Debate para agenda de políticas energéticas

Daniel Bouille, Ellen Williams, Johan Rockström, Nebojsa Nakicenovic,
José Goldemberg, Suzana Ribeiro, Moacir Bertol e Ashok Khosla

Em seguida, deu-se início ao painel sobre transformação energética para atingir objetivos de sustentabilidade. Participaram da mesa, além de Goldemberg e Nakicenovic, Daniel Hugo Bouille, vice-presidente do Instituto de Economia Energética; Ellen Williams, cientista chefe da British Petroleum (BP); Johan Rockström, diretor executivo do Instituto de Meio Ambiente de Estocolmo e do Centro de Resiliência de Estocolmo; Suzana Kahn Ribeiro, professora da UFRJ e membro do comitê executivo do Global Energy Assessment; Moacir Carlos Bertol, secretário adjunto de Planejamento e Desenvolvimento Energético do Ministério de Minas e Energia; e Ashok Khosla, presidente da União Internacional para a Conservação da Natureza (IUCN).

Segun
do Bouille, da Argentina, as dificuldades da América Latina (AL) podiam ser melhor endereçadas se existisse uma integração em nível regional. “No âmbito da AL não há grandes dificuldades no acesso à água, mas sim no atendimento a necessidades básicas, como o preparo de comida”, situou, lembrando que 80% das pessoas residem em centros urbanos, que são ainda mais vulneráveis aos efeitos das mudanças climáticas. “Mitigar é importante, mas a adaptação é ainda mais necessária”.
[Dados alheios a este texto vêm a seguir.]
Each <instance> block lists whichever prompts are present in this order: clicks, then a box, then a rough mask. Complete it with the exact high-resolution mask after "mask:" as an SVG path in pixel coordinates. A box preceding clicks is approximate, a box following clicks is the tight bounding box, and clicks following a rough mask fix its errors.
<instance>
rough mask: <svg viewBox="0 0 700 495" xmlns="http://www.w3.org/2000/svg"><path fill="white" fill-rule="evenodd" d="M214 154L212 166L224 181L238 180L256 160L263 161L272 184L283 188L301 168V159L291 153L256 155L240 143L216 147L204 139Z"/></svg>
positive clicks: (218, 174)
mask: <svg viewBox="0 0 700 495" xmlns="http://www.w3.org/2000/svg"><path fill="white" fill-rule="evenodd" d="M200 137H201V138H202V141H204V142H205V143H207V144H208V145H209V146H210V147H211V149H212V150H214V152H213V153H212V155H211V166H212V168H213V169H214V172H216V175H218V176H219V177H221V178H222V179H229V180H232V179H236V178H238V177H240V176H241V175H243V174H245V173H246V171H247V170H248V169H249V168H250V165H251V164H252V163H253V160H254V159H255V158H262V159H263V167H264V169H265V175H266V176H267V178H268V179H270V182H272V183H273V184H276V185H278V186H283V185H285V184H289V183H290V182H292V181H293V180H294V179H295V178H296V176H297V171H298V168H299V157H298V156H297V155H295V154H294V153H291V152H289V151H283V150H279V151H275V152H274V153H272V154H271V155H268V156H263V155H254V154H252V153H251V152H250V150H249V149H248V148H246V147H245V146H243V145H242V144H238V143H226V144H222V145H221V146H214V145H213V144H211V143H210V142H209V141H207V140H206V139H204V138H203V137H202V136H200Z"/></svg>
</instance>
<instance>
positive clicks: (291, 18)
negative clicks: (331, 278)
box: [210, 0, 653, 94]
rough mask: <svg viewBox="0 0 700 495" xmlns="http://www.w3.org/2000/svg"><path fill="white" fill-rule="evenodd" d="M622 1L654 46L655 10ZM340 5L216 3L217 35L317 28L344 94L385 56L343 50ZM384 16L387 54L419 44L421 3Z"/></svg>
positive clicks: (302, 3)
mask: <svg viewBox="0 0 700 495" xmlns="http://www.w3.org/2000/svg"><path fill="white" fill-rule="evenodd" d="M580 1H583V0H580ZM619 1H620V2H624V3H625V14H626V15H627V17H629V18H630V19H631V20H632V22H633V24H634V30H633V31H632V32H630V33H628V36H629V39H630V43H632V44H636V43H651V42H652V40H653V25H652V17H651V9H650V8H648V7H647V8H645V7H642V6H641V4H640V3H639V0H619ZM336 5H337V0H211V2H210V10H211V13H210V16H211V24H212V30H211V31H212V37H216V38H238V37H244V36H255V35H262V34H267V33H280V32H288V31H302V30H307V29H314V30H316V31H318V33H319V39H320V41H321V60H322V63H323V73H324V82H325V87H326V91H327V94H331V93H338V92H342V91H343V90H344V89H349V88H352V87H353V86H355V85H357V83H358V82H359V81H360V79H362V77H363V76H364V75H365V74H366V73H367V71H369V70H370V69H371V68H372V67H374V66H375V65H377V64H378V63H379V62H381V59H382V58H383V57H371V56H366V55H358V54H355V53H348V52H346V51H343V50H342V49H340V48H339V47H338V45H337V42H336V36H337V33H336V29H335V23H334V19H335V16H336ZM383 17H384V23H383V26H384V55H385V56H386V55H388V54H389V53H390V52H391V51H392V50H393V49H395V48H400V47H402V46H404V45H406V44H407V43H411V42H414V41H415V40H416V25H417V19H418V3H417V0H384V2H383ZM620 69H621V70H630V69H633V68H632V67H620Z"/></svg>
Suzana Ribeiro apresentou, então, um painel que mostra o quanto o consumo de energia está associado à renda e ao desenvolvimento dos países. “No entanto, podemos e devemos questionar essa demanda. Nada mais saudável e correto se temos metas a atingir, uma vez que o atual modelo de crescimento não é sustentável”.

Os palestrantes apontaram a necessidade de maior envolvimento entre estado, setor privado, terceiro setor e sociedade civil para a construção de novos hábitos comportamentais. Segundo dados apresentados por Ashok Khosla, isso é de importância vital para os três bilhões de pessoas mais pobres, que vivem em situações precárias e resumem seus pertences a uma barraca – suas moradias. “Eles não tem acesso à água potável, à energia e cozinham em fogões rudimentares, movidos à lenha”, enfatizou.

De acordo com o Acadêmico José Goldemberg, a inovação é a grande aliada para a elaboração de uma agenda de políticas públicas. “As tecnologias leapfrogging são importantes nesse processo, pois ajudam a diminuir a necessidade do uso de energia. Sem inovação não há futuro”, pontuou.

No Brasil, a participação da energia elétrica é três vezes maior do que a média mundial, sendo aproximadamente de 13%, conforme mostrou Moacir Bertol. Até 2020, as fontes que aumentarão em participação serão a biomassa e energia eólica, em complementação às já existentes e mais utilizadas.

Em relação ao documento que faz parte do relatório final do fórum, Suzana alerta para a importância das formas de implementação do desenvolvimento sustentável, de maneira a quantificar os objetivos e as etapas intermediárias. “Metas longas podem ser ineficazes. Qual é o meio do caminho, até para podermos verificar se estamos no rumo certo?”.

Os presentes ainda destacaram a relevância de se coordenar as políticas energéticas com outras políticas de estado, como as de transporte e indústria. Como são fatores que permeiam diversas áreas, a integração é uma palavra-chave. “As tomadas de decisão sobre energia nunca devem ser consideradas à parte. Estamos lidando com vidas e não apenas com questões técnicas”, finalizou Goldemberg.